The sorites paradox[1] (sometimes known as the paradox of the heap) is a paradox that arises from vague predicates.[2] A typical formulation involves a heap of sand, from which grains are individually removed. Under the assumption that removing a single grain does not turn a heap into a non-heap, the paradox is to consider what happens when the process is repeated enough times: is a single remaining grain still a heap? If not, when did it change from a heap to a non-heap?[3]

The paradox arises in this way:

The word “sorites” derives from the Greek word for heap.[4] The paradox is so named because of its original characterization, attributed to Eubulides of Miletus.[5] The paradox goes as follows: consider a heap of sand from which grains are individually removed. One might construct the argument, using premises, as follows:[3]

1000000 grains of sand is a heap of sand (Premise 1)
A heap of sand minus one grain is still a heap. (Premise 2)

Repeated applications of Premise 2 (each time starting with one fewer grain) eventually forces one to accept the conclusion that a heap may be composed of just one grain of sand.[6]). Read (1995) observes that “the argument is itself a heap, or sorites, of steps of modus ponens“:[7]

1000000 grains is a heap.
If 1000000 grains is a heap then 999999 grains is a heap.
So 999999 grains is a heap.
If 999999 grains is a heap then 999998 grains is a heap.
So 999998 grains is a heap.
If …
… So 1 grain is a heap.

What this means is that there are no definite, objective lines of demarcation.
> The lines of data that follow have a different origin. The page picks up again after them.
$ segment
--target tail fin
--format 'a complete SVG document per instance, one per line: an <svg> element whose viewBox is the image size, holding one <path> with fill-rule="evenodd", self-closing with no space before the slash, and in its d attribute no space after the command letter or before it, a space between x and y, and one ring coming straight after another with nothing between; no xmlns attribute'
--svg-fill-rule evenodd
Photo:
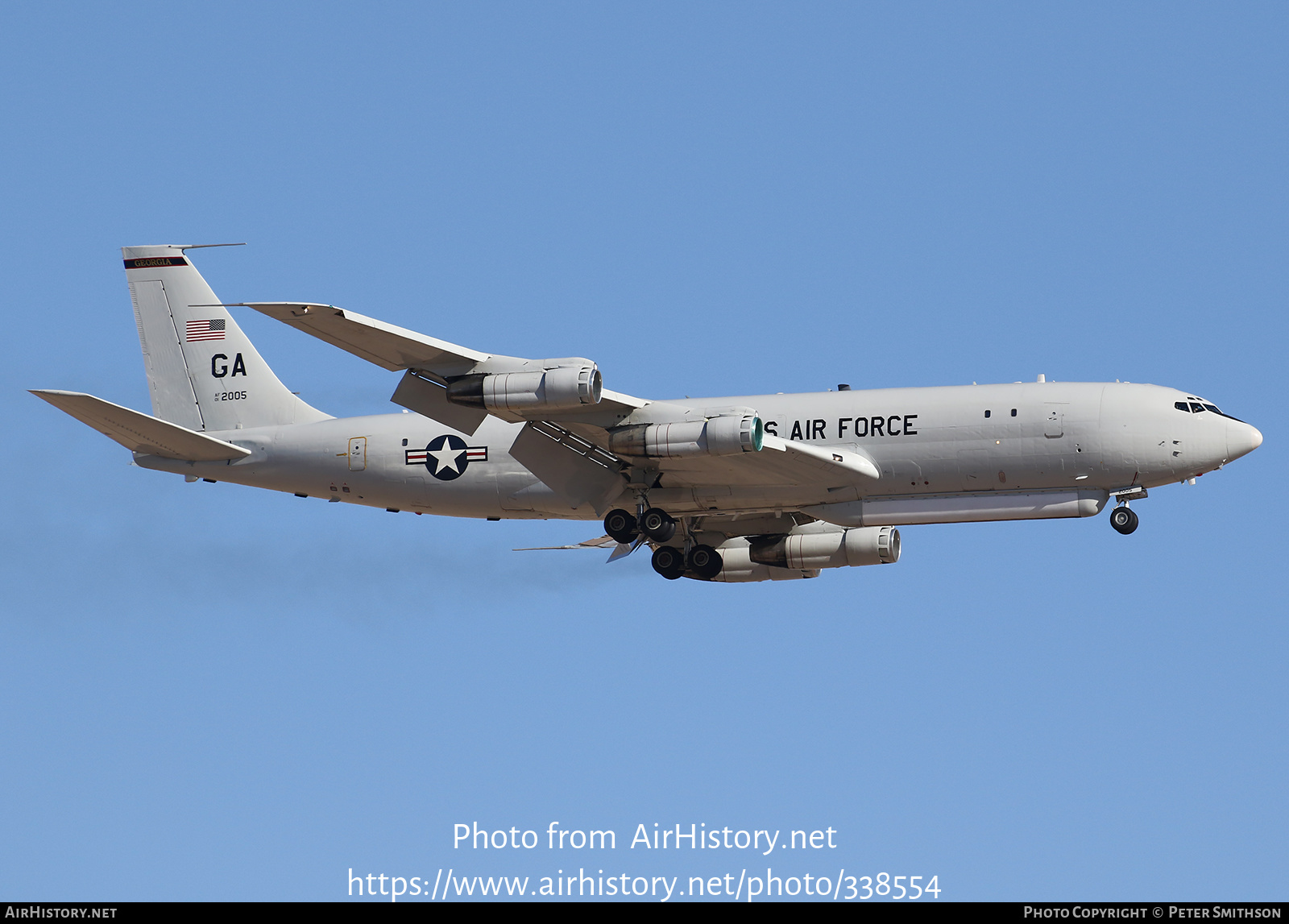
<svg viewBox="0 0 1289 924"><path fill-rule="evenodd" d="M287 390L178 245L121 247L152 412L191 430L327 415Z"/></svg>

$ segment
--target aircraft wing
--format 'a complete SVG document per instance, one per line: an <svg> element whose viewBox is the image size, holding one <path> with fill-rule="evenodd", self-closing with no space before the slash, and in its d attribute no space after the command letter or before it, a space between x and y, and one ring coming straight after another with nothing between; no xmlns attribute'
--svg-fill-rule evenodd
<svg viewBox="0 0 1289 924"><path fill-rule="evenodd" d="M465 375L477 363L492 358L489 353L458 347L455 343L425 336L414 330L385 323L335 305L307 302L238 302L236 304L254 308L262 314L289 323L296 330L312 334L333 347L339 347L391 371L415 369L436 379L446 379L450 375Z"/></svg>
<svg viewBox="0 0 1289 924"><path fill-rule="evenodd" d="M459 347L335 305L308 302L237 302L233 307L254 308L382 369L407 370L411 375L403 376L398 392L394 393L394 402L464 433L473 433L485 415L467 407L450 406L446 397L440 393L442 388L424 388L422 383L443 385L452 376L473 371L514 371L530 363L528 360L519 357L481 353L469 347ZM420 383L414 379L419 379ZM414 403L407 403L403 398ZM641 398L606 389L599 403L565 410L550 419L605 420L612 425L646 403ZM433 412L429 409L433 409ZM504 411L495 414L504 420L530 419L526 415Z"/></svg>
<svg viewBox="0 0 1289 924"><path fill-rule="evenodd" d="M334 305L303 302L245 302L254 308L305 334L312 334L340 349L388 370L406 370L392 401L463 433L474 433L491 412L503 420L528 421L525 436L516 441L512 455L539 478L568 496L577 506L588 500L616 494L621 485L610 451L608 433L650 402L630 394L602 390L598 403L559 410L499 410L461 406L447 401L443 385L454 376L473 372L507 372L540 369L548 361L496 356L459 347L405 327L345 311ZM665 406L665 405L664 405ZM683 414L683 409L677 409ZM553 424L553 427L550 427ZM538 427L538 432L530 430ZM544 429L543 429L544 428ZM544 434L543 438L539 437ZM568 438L559 436L570 434ZM601 450L593 452L586 445ZM650 467L664 476L664 483L704 485L851 485L879 478L878 467L858 447L819 447L766 436L763 450L727 456L691 456L651 460ZM562 482L570 482L563 485Z"/></svg>
<svg viewBox="0 0 1289 924"><path fill-rule="evenodd" d="M223 461L250 455L250 450L241 446L150 414L131 411L93 394L49 389L32 389L31 393L134 452L184 461Z"/></svg>

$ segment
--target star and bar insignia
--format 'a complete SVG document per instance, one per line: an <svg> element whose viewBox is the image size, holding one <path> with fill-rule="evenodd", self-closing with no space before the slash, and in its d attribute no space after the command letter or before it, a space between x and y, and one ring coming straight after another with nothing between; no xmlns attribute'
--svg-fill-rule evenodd
<svg viewBox="0 0 1289 924"><path fill-rule="evenodd" d="M407 465L424 465L440 481L460 478L472 461L487 461L487 446L467 446L460 437L436 437L423 450L405 450Z"/></svg>

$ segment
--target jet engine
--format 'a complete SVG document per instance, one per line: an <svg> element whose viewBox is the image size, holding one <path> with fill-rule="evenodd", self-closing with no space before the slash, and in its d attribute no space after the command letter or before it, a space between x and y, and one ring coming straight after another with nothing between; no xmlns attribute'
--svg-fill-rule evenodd
<svg viewBox="0 0 1289 924"><path fill-rule="evenodd" d="M817 577L822 568L893 564L900 561L900 531L891 526L852 530L809 523L784 536L735 537L722 543L723 582L789 581Z"/></svg>
<svg viewBox="0 0 1289 924"><path fill-rule="evenodd" d="M829 532L789 532L751 541L749 558L776 568L840 568L895 564L900 561L900 531L892 526L861 526Z"/></svg>
<svg viewBox="0 0 1289 924"><path fill-rule="evenodd" d="M590 360L543 361L552 365L558 362L570 365L538 372L476 372L451 379L447 383L447 399L467 407L521 412L598 405L603 380L596 363Z"/></svg>
<svg viewBox="0 0 1289 924"><path fill-rule="evenodd" d="M719 415L677 424L632 424L608 432L608 448L646 459L759 452L766 428L755 414Z"/></svg>

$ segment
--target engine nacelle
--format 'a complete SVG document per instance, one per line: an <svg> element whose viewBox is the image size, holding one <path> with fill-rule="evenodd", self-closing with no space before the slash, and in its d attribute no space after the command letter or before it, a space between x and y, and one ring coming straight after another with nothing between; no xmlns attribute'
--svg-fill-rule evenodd
<svg viewBox="0 0 1289 924"><path fill-rule="evenodd" d="M900 561L900 531L893 526L861 526L764 536L751 541L748 557L757 564L793 570L893 564Z"/></svg>
<svg viewBox="0 0 1289 924"><path fill-rule="evenodd" d="M598 405L603 379L589 360L536 372L477 372L447 383L454 405L499 411L568 410Z"/></svg>
<svg viewBox="0 0 1289 924"><path fill-rule="evenodd" d="M758 564L751 561L748 540L742 536L722 543L717 552L721 553L721 571L712 580L722 584L793 581L802 577L819 577L817 570L797 571Z"/></svg>
<svg viewBox="0 0 1289 924"><path fill-rule="evenodd" d="M608 448L624 456L675 459L759 452L766 428L755 414L721 415L679 424L632 424L608 432Z"/></svg>

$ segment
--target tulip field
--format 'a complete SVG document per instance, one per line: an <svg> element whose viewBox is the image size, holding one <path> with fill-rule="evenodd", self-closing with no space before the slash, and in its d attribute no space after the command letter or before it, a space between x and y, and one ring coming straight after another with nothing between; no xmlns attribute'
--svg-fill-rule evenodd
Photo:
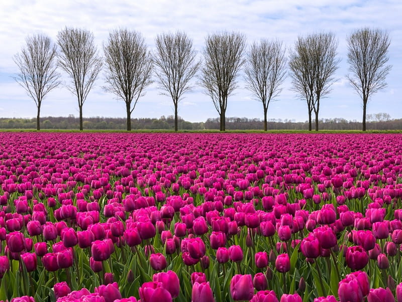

When things exist on continua, we pragmatically invent lines to separate one idea from another. Baby, toddler, child, adolescent, young adult, adult, middle-aged, pensioner: test ideas and lines differ from time to time and from society to society. Abstract ideas, like such categorisations, and such as morality, personhood, heroes, chairs (as ideas), redness and so on, only exist in the minds of the agents who conceive them. There is no realm “out there” where these abstract ideas exist.

My idea of what a hero is will be different from yours and any other person’s. When I look at the chair, I get a sense of chairness from it and have an understanding of the idea of a chair. However, a chair might feel like a bed to a cat, or to an alien it could be something entirely different, or to someone from the Amazon Rainforest, yet again something different. this is because there is no objective idea of what a chair is that our minds tap into. It is not top-down epistemology but bottom-up mental construction. Definitions are usually functional so that a chair fulfills the idea of being a chair by fulfilling the function it provides to the people who are perceiving it.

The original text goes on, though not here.